“Ssst... ingat permintaanmu! Sepuluh detik!”
“Iya... terima kasih.” telapak tangan Aris gemetar menggenggam tangan Salsa yang lembut. Bulu-bulu halus di lengan hingga di tengkuknya meremang semua. Ia marasakan sebuah kebahagiaan yang tiada tara.
Menjabat tangan Salsabisa terulang kembali setelah enam tahun lalu. Dulu memang ia berjanji , memulai dulua, itupun hanya bercanda kepada Salsa, bahwa dirinya tak akan menjabat tangannya dalam suasana apapaun hingga salah satunya wisuda sarjana.
Setelah menyalami Salsa, Aris berdiri mematung. Aji datang. Pundak Aris dipegang. Pemuda itu mendorongnya lebih dekat ke arah Salsabila. Aris memerah mukanya. Rupanya Salsabila memahami apa yang dipikirkan Aris. Gadis itu meminta kamera yang dicangklong Aris.
“Ayah di kanan, terus Aji, didampingi Nurul, terus Ibu!”
Keempat orang iru menuruti perintah Salsabila. Dengan cekatan gadis bertoga itu mengambil gambar mereka berempat beberapa kali.
“Terakhir, berdua saja! Aji dan Nurul! Nurul pakai topi sarjanaku! Niih!”
“Oke Kaaak!” kata Nurul memenuhi permintaan Salsa.
“Naaah gitu, calon pengantin harus nurut sama yang tua! Hihihi!”
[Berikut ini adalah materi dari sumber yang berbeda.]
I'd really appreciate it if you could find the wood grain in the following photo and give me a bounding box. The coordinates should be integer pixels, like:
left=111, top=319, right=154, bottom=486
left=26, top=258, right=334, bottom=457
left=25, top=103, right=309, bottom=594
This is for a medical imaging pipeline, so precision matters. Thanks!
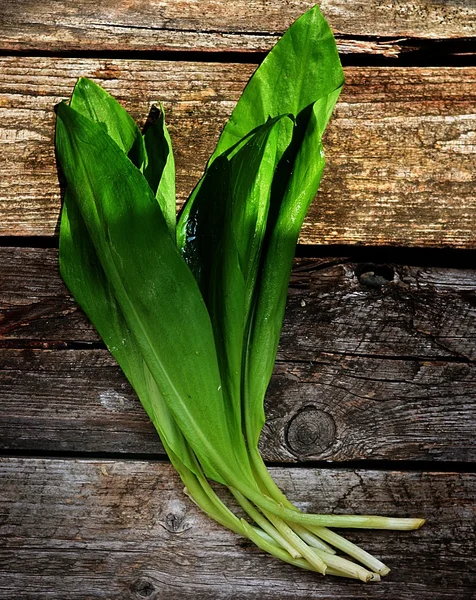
left=0, top=459, right=476, bottom=600
left=0, top=248, right=476, bottom=462
left=0, top=0, right=476, bottom=56
left=0, top=57, right=476, bottom=248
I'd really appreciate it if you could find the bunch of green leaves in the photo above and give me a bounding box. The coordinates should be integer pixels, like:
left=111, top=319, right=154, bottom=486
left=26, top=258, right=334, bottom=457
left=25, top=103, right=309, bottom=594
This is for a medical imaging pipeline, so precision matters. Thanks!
left=56, top=7, right=422, bottom=581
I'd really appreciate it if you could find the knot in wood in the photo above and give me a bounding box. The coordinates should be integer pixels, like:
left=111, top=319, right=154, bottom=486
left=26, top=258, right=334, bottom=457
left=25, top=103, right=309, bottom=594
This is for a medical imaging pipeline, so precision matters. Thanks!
left=285, top=406, right=336, bottom=456
left=132, top=578, right=157, bottom=600
left=355, top=264, right=395, bottom=289
left=164, top=513, right=187, bottom=533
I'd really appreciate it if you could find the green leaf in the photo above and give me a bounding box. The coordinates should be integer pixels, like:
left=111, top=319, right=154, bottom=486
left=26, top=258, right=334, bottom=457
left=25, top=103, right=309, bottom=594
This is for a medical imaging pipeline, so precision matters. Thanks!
left=60, top=191, right=196, bottom=470
left=180, top=118, right=292, bottom=424
left=144, top=105, right=176, bottom=239
left=70, top=77, right=147, bottom=170
left=177, top=6, right=344, bottom=249
left=56, top=104, right=253, bottom=482
left=210, top=5, right=344, bottom=162
left=59, top=78, right=196, bottom=470
left=244, top=91, right=339, bottom=446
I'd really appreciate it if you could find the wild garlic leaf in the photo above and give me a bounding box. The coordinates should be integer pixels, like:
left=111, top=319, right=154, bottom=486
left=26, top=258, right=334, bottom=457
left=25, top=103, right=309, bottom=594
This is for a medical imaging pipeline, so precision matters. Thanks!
left=56, top=104, right=253, bottom=482
left=59, top=84, right=196, bottom=476
left=59, top=191, right=196, bottom=470
left=244, top=96, right=338, bottom=446
left=70, top=77, right=147, bottom=170
left=184, top=117, right=292, bottom=423
left=144, top=105, right=177, bottom=239
left=177, top=6, right=344, bottom=249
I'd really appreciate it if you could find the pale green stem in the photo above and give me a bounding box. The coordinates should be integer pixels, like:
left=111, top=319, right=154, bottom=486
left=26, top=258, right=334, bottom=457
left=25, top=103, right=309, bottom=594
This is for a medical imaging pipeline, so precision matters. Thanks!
left=230, top=488, right=301, bottom=558
left=311, top=527, right=390, bottom=575
left=312, top=548, right=375, bottom=582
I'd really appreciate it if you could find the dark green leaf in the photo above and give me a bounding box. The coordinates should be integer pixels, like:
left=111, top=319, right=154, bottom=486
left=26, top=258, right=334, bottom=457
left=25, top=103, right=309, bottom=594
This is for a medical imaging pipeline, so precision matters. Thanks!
left=57, top=104, right=253, bottom=488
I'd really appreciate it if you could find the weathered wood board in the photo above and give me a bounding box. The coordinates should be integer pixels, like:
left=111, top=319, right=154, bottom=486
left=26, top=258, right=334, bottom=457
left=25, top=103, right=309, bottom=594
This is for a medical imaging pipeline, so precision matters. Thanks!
left=0, top=0, right=476, bottom=600
left=0, top=57, right=476, bottom=248
left=0, top=0, right=476, bottom=56
left=0, top=248, right=476, bottom=461
left=0, top=459, right=476, bottom=600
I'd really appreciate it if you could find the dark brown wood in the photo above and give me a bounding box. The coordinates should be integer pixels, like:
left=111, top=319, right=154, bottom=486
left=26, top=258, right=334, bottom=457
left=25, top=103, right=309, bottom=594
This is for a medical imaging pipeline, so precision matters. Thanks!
left=0, top=248, right=476, bottom=461
left=0, top=57, right=476, bottom=248
left=0, top=459, right=476, bottom=600
left=0, top=0, right=476, bottom=56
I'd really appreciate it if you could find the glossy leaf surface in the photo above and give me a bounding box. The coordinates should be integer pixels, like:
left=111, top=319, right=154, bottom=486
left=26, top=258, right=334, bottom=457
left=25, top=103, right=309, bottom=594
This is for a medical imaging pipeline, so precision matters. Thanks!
left=57, top=104, right=251, bottom=488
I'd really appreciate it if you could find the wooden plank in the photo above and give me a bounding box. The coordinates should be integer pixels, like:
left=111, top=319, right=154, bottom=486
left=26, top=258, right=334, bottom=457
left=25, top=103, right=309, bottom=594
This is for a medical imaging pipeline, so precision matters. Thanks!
left=0, top=248, right=476, bottom=461
left=0, top=459, right=476, bottom=600
left=0, top=57, right=476, bottom=248
left=0, top=0, right=476, bottom=56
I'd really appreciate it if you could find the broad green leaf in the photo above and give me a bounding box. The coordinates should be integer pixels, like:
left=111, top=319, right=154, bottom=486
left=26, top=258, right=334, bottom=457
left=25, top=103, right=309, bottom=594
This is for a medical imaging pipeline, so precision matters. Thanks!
left=177, top=6, right=344, bottom=249
left=144, top=106, right=177, bottom=239
left=59, top=84, right=196, bottom=476
left=60, top=191, right=196, bottom=470
left=244, top=91, right=338, bottom=446
left=70, top=77, right=147, bottom=170
left=184, top=118, right=292, bottom=423
left=210, top=5, right=344, bottom=162
left=56, top=104, right=253, bottom=482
Mendengar teriakan Salsa seperti itu, bagai tersekat tenggorokan Aris. Calon pengantin? Jantung Aris berdetak cepat. Dalam waktu yang sangat singkat, ia melihat beberapa kenyataan yang sama sekali tak pernah terlointas dalam pikirannya.
Aris masih belum menyadari. Hari itu ia berfoto berdua bersama Salsabila. Berfoto bersama dengan orang tua Salsa, juga berempat dengan Aji dan Nurul. Setelah dirasa cukup, keluarga merencanakan akan merayakan wisuda Salsabila di sebuah rumah makan. Namun tidak bagi Aris, ia meminta Salsa ke bangku taman.